Véra (Mrs. Vladimir Nabokov): Portrait of a Marriage
Excerpts available in Zembla.
Entry converted from: https://www.libraries.psu.edu/nabokov/bibb.htm
At once a love story, a portrait of a marriage, and an answer to a riddle, Véra (Mrs. Vladimir Nabokov) explores a remarkable literary partnership—that of a woman who devoted her life to her husband’s art and a man who dedicated his works to his wife. Open a volume of Nabokov’s, and there is Véra on the dedication page, front and center. But search for her elsewhere, and the woman to whom the author of Lolita was married for fifty-two years, who carried on his correspondence in his name, fades from view.
In a beautifully limned portrait, Stacy Schiff has now restored her to life. Schiff follows Véra Nabokov from her affluent St. Petersburg childhood, through the dramatic escape from Bolshevik Russia, to the streets of Weimar Berlin, where Véra makes a spectacular entrance into the life of her future husband, then a gifted but struggling writer of Russian verse. In the three decades that pass before he metamorphoses into the celebrated author of Lolita, Véra proves to be nothing less than his full creative partner. She had a need to do something great with her life. And as he made clear from the start, her husband had a very great need of her. Publishers, relatives, colleagues, agreed: “He would have been nowhere without her.” This Nabokov well realized, acutely so when the marriage nearly foundered in the late 1930s.
In Berlin until a hair-raisingly late 1938, Véra supported the family. At Cornell, she attended every one of her husband’s lectures, replacing him when he was sick. She drove the Oldsmobile in the back seat of which he composed Lolita; she was the woman who stayed in all of Humbert Humbert’s motel rooms. She plucked the manuscript of that novel from the flames to which its author attempted to sacrifice it, commanding, “We are keeping this.”

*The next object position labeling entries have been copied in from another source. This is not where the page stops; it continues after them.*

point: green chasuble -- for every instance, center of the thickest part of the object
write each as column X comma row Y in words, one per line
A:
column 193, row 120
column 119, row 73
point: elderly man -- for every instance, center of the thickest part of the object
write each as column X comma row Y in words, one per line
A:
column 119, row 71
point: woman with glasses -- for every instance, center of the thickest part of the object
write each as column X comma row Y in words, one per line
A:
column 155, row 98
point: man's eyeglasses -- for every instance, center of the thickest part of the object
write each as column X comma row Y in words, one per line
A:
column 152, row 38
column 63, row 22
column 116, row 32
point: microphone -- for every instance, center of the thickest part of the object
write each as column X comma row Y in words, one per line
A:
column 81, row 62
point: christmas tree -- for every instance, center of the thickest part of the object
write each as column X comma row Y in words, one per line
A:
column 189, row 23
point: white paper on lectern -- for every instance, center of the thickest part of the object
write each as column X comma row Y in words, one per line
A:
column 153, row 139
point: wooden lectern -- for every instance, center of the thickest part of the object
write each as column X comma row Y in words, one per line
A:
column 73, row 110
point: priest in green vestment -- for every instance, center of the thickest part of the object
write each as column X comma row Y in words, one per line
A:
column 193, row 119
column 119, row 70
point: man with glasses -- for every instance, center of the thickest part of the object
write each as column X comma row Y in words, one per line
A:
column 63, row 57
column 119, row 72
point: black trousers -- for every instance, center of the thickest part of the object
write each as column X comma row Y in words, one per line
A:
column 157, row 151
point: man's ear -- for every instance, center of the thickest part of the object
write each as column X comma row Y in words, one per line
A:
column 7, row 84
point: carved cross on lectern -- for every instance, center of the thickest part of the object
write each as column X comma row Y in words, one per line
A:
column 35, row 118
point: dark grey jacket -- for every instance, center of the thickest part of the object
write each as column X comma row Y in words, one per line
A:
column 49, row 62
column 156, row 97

She proved no less steely when negotiating a publishing contract. She transcribed her memories of their son’s early days so that Nabokov could draw on them for Speak, Memory. She was at all times his first reader, his memory, his foil, his muse. She corrected his stories in German, his memoir in French, his poetry in Italian—and translated Pale Fire into Russian when in her eighties. Through it all, she proved a woman of uncanny wisdom, a conventional wife with a splendidly unconventional mind. Largely because of her, the hallmarks of Nabokov’s fiction—the doppelgängers, the impersonators, the Siamese twins, the mirror images, the distorted mirror images, the parodies of self—came to manifest themselves in the routine the couple developed for dealing with the world.
Drawing on a wealth of unpublished materials, including Vladimir’s diaries and his letters to Véra, Stacy Schiff paints a discerning portrait of an elusive couple. Hers is a startlingly different image of the great writer, remembered best for his pronouncements and posturing. And she gives center stage to the disarming woman who was so much at the heart of it all, whose influence came so much to bear on the literature. In a narrative that combines superb scholarship with elegant prose, she offers up the crucial, missing piece of the Nabokov story.